Iddrisu, before becoming MP, served as the Deputy Executive Secretary of Ghana Free Zones Authority in charge of Tema enclave.

== Politics ==
Habib Iddrisu is a member of New Patriotic Party and represents Tolon (Ghana parliament constituency) in the Eighth Parliament of the Fourth Republic of Ghana. Habib served as the second deputy chief whip for the majority side in parliament. In February 2024, after some changes to the Majority leadership, Habib was elevated to the position of first Deputy Majority Chief Whip.

In September 2021, President Nana Addo Dankwa Akufo-Addo appointed Habib and eight others to the Board of the Agriculture Development Bank. He is also a member of the Ghana National Hajj Board, a body responsible for overseeing the organization of the annual pilgrimage to Mecca. In July 2024, Habib and five others were sworn-in as Board of Directors of Electricity Company of Ghana.

=== 2016 election ===
In the 2016 Ghanaian general election, Iddrisu stood for the Sagnarigu Constituency against the member of parliament Alhassan Bashir Fuseini of the National Democratic Congress and lost with 7,888 votes representing 20.7% against Fuseini's 26,898 votes representing 70.7%.

Ahead of the 2020 elections, Iddrisu entered the race for the parliamentary candidate in the NPP primaries, this time around in the Tolon Constituency. In June 2020, he won the primaries for the Tolon Constituency after defeating incumbent member of parliament Wahab Wumbei Suhuyini who had served as member of parliament for two terms and been in parliament since January 2013. He won by getting 338 votes, while the incumbent had 164 votes and the rest of the three candidates had a total of 32 votes.

==== 2020 Ghanaian General Election ====
Iddrisu was elected member of parliament for Tolon constituency during the 2020 Ghanaian general elections. He was declared winner in the parliamentary elections after obtaining 31,429 votes representing 58.37% against his closest contender Yussif Adam of the National Democratic Congress who had 22,145 votes representing 41.13%.

===== 2024 Ghanaian General Election =====
Hon. Iddrisu was re-elected as a member of parliament for Tolon constituency during the 2024 Ghanaian general election with 30,893 votes which represent 55.50% of the total votes.
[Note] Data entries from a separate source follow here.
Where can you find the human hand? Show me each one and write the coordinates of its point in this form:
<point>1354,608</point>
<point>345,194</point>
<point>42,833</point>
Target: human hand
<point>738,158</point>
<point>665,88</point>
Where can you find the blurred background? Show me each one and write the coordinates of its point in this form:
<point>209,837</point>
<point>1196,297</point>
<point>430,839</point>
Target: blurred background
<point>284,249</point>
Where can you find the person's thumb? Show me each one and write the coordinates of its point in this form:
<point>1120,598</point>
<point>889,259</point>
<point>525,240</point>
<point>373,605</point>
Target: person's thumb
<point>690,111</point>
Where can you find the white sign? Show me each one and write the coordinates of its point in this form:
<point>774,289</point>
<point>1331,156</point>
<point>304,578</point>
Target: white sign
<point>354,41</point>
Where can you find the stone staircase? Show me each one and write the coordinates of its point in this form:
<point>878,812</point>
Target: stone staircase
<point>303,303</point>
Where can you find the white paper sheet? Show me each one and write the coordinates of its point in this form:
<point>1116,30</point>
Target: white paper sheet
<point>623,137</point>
He was elected over the parliamentary candidate for National Democratic Congress Osman Tahidu Damba and Sumani Dawuda Wumbei of APC. They obtained 24,772 votes and 0 votes which is equivalent to 44.50% and 0.00% respectful.

== Constituency Development & Pro ==
Hon. Habib Iddrisu has actively supported education in Tolon through his Soyalana Educational and Endowment Fund:

- Financial support to students: He has helped over 2,000 students from the Tolon Constituency through the education fund, covering tuition and educational needs for both senior high and tertiary students .
- GH¢320,000 Disbursement: In September 2025, he donated GH¢320,000 to 229 students to support their ed
- GH¢600,000 Fees Paid for 500 Tertiary Students: In May 2024, he covered school fees totaling GH¢600,000 for 500 disadvantaged tertiary students through the same fund .

== Electrification Projects ==
Before and after becoming MP, he was involved in electrifying part of the constituency:

- Connected 7 communities to the national grid under the Self Help Electricity Project (SHEP), bringing power to several rural areas in Tolon .
- Boat & Life Jackets Donation: In November 2025, he personally donated an engine boat and life jackets (~GH¢80,000) to the Zantani community to improve transportation safety on local waterways.

== Awards ==
The Northern Business Excellence Awards also recognised him as the Young and Most-Promising Entrepreneur in 2020. The Voiceless Media in 2019 conferred on him the Humanitarian Service Personnel Award. In 2023, Iddrisu received the Most influential personality in the five regions of the north award from Northern Excellence Awards due to his contributions to the development in this regions and the vital roles he played. Abdul Aziz Ayaba Musah and Farouk Aliu Mahama received this award on his behalf.

== Personal life ==
Iddrisu is married and has three children.